Survey: One-in-four won't attend in-person business events again

Just 34 per cent of businesspeople in the Republic and 30 per cent in the north currently feel comfortable attending a face-to-face event, according to a new survey.

ONE-in-four businesspeople in the north do not see themselves attending face-to-face events again, a new survey has found.

Chartered Accountants Ireland surveyed 800 people across the island of Ireland in the past fortnight to gauge the attitudes to live events following moves to lift restrictions on both sides of the border.

It found that in the short term, assuming all safety protocols were in place, just 34 per cent of respondents in the Republic and 30 per cent in Northern Ireland would feel comfortable attending a face-to-face event.

A further one-in-three in the Republic expressed a desire to wait until all restrictions are lifted before attending in-person, compared to 20 per cent in Northern Ireland.

But, the study found a higher proportion of respondents in the north still want to stick to virtual events in the longer term.

One-in-four of those surveyed in Northern Ireland do not envision themselves attending face-to-face events again, with virtual their sole preference into the future. That compared with just 12 per cent in the Republic.

Stormont has already green-lit the return of indoor conferences and exhibitions with one metre social distancing in place.

Dublin is expected to lay a “comprehensive” roadmap for the easing of restrictions for indoor events at the end of August.

While Stormont’s vaccination programme was much faster out of the blocks than Dublin, the Republic is now ahead in proportional terms.

Around 84 per cent of the Republic’s adult population is now fully vaccinated, with more than 90 per cent partially vaccinated.
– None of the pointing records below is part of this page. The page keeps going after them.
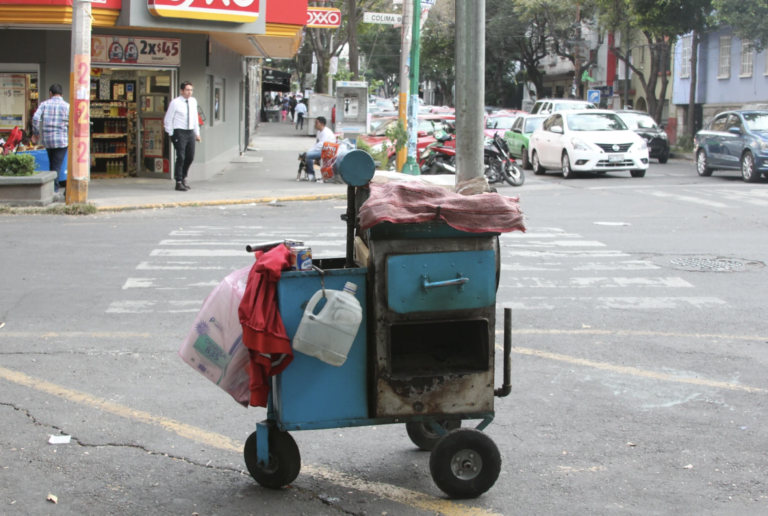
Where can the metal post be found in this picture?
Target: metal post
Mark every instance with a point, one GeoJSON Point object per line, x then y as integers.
{"type": "Point", "coordinates": [79, 153]}
{"type": "Point", "coordinates": [470, 88]}
{"type": "Point", "coordinates": [411, 166]}
{"type": "Point", "coordinates": [405, 56]}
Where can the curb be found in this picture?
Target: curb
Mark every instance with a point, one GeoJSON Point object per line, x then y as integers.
{"type": "Point", "coordinates": [230, 202]}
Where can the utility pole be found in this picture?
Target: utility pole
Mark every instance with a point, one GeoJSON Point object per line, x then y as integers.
{"type": "Point", "coordinates": [79, 153]}
{"type": "Point", "coordinates": [405, 55]}
{"type": "Point", "coordinates": [411, 166]}
{"type": "Point", "coordinates": [470, 88]}
{"type": "Point", "coordinates": [626, 66]}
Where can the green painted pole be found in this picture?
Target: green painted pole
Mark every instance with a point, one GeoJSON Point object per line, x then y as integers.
{"type": "Point", "coordinates": [411, 166]}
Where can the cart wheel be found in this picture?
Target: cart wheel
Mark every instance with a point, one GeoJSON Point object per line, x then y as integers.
{"type": "Point", "coordinates": [284, 460]}
{"type": "Point", "coordinates": [424, 437]}
{"type": "Point", "coordinates": [465, 463]}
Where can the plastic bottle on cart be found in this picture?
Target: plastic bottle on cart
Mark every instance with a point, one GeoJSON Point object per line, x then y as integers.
{"type": "Point", "coordinates": [328, 335]}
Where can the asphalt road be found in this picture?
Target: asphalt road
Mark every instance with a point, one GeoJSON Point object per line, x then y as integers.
{"type": "Point", "coordinates": [639, 383]}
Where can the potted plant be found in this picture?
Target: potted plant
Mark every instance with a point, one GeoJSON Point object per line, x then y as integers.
{"type": "Point", "coordinates": [21, 184]}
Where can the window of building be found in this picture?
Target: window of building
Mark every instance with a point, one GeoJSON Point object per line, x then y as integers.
{"type": "Point", "coordinates": [685, 57]}
{"type": "Point", "coordinates": [724, 70]}
{"type": "Point", "coordinates": [747, 59]}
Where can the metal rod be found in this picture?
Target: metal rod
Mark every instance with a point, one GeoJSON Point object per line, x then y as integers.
{"type": "Point", "coordinates": [470, 88]}
{"type": "Point", "coordinates": [506, 388]}
{"type": "Point", "coordinates": [351, 220]}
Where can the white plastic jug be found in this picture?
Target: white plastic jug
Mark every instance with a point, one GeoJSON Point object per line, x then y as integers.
{"type": "Point", "coordinates": [329, 334]}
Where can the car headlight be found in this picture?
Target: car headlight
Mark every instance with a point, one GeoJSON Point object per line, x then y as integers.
{"type": "Point", "coordinates": [578, 144]}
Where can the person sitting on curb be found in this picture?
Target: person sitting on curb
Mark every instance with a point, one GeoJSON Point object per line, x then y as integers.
{"type": "Point", "coordinates": [324, 134]}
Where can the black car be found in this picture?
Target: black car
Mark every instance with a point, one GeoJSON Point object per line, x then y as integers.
{"type": "Point", "coordinates": [644, 125]}
{"type": "Point", "coordinates": [734, 140]}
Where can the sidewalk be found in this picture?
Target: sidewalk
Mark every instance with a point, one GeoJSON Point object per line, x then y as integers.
{"type": "Point", "coordinates": [261, 175]}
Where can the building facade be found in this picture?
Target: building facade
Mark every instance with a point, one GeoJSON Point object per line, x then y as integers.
{"type": "Point", "coordinates": [730, 75]}
{"type": "Point", "coordinates": [138, 60]}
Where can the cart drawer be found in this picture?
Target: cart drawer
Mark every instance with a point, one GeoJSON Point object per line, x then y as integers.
{"type": "Point", "coordinates": [441, 281]}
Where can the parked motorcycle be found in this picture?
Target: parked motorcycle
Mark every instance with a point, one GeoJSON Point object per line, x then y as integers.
{"type": "Point", "coordinates": [440, 156]}
{"type": "Point", "coordinates": [499, 164]}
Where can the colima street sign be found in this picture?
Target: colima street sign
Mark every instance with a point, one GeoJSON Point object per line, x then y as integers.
{"type": "Point", "coordinates": [383, 18]}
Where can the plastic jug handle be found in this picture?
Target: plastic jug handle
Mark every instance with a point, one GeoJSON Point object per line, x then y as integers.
{"type": "Point", "coordinates": [310, 309]}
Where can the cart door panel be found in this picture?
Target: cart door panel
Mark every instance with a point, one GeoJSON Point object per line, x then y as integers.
{"type": "Point", "coordinates": [407, 274]}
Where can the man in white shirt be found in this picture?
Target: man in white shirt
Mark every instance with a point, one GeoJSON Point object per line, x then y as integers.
{"type": "Point", "coordinates": [301, 111]}
{"type": "Point", "coordinates": [181, 125]}
{"type": "Point", "coordinates": [324, 134]}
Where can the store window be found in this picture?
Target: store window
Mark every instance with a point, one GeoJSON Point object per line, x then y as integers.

That compares with Northern Ireland, where 77 per cent are fully vaccinated and around 86 per cent have at least one dose.

The Chartered Accounts Ireland survey found the type of event was a key factor in the decision whether to attend face-to-face or virtually in the long term.

Larger conferences, awards ceremonies, and social events were more likely to attract respondents in-person.

Committee meetings and AGMs were the least likely to attract in-person attendance.

Director at the industry body, Brendan O’Hora said September traditionally involves an upsurge in business events.

“Our findings show that at this stage of the pandemic, even with a large proportion of adults covered by the vaccination programme in both jurisdictions on this island, a shift has taken place when it comes to events, be they CPD courses, AGMs, conferences or social gatherings.

“We see a strong appetite to attend larger scale conferences, awards ceremonies, dinners, and social events in person, because while virtual events offered attendees greater time efficiency and flexibility in the last 18 months, for three-in-four respondents it came at the expense of networking opportunities.”